DALL-E


DALL-E (stylized DALL·E) is an artificial intelligence program that creates images from textual descriptions, revealed by OpenAI on January 5, 2021.[1] It uses a 12-billion parameter[2] version of the GPT-3 Transformer model to interpret natural language inputs (such as "a green leather purse shaped like a pentagon" or "an isometric view of a sad capybara") and generate corresponding images.[3] It can create images of realistic objects ("a stained glass window with an image of a blue strawberry") as well as objects that do not exist in reality ("a cube with the texture of a porcupine").[4][5][6] Its name is a portmanteau of WALL-E and Salvador Dalí.[3][2]

Many neural nets from the 2000s onward have been able to generate realistic images.[3] DALL-E, however, is able to generate them from natural language prompts, which it "understands [...] and rarely fails in any serious way".[3]

DALL-E was developed and announced to the public in conjunction with CLIP (Contrastive Language-Image Pre-training),[1] a separate model whose role is to "understand and rank" its output.[3] The images that DALL-E generates are curated by CLIP, which presents the highest-quality images for any given prompt.[1] OpenAI has refused to release source code for either model; a "controlled demo" of DALL-E is available on OpenAI's website, where output from a limited selection of sample prompts can be viewed.[2] Open-source alternatives, trained on smaller amounts of data, like DALL-E Mini, have been released by communities.[7]

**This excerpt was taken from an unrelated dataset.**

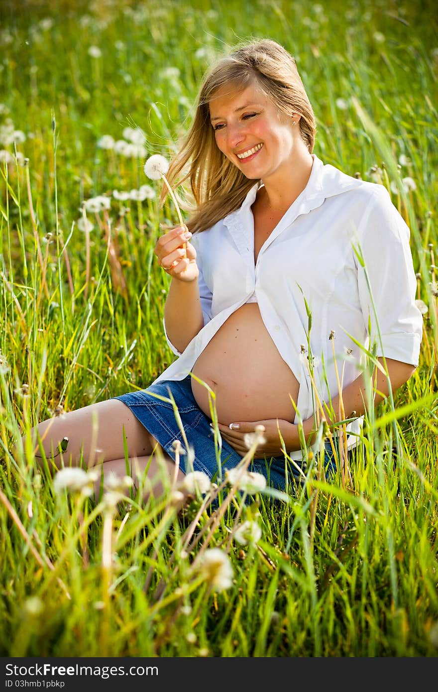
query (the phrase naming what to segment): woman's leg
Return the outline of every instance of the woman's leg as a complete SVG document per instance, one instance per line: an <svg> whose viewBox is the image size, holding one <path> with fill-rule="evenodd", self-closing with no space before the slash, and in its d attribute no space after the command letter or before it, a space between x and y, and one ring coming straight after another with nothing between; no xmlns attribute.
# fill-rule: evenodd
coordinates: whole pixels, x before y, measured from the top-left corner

According to MIT Technology Review, one of OpenAI's objectives was to "give language models a better grasp of the everyday concepts that humans use to make sense of things".[1]

The Generative Pre-trained Transformer (GPT) model was initially developed by OpenAI in 2018,[8] using the Transformer architecture. The first iteration, GPT, was scaled up to produce GPT-2 in 2019;[9] in 2020 it was scaled up again to produce GPT-3.[10][2][11]

DALL-E's model is a multimodal implementation of GPT-3[12] with 12 billion parameters[2] (scaled down from GPT-3's 175 billion)[10] which "swaps text for pixels", trained on text-image pairs from the Internet.[1] It uses zero-shot learning to generate output from a description and cue without further training.[13]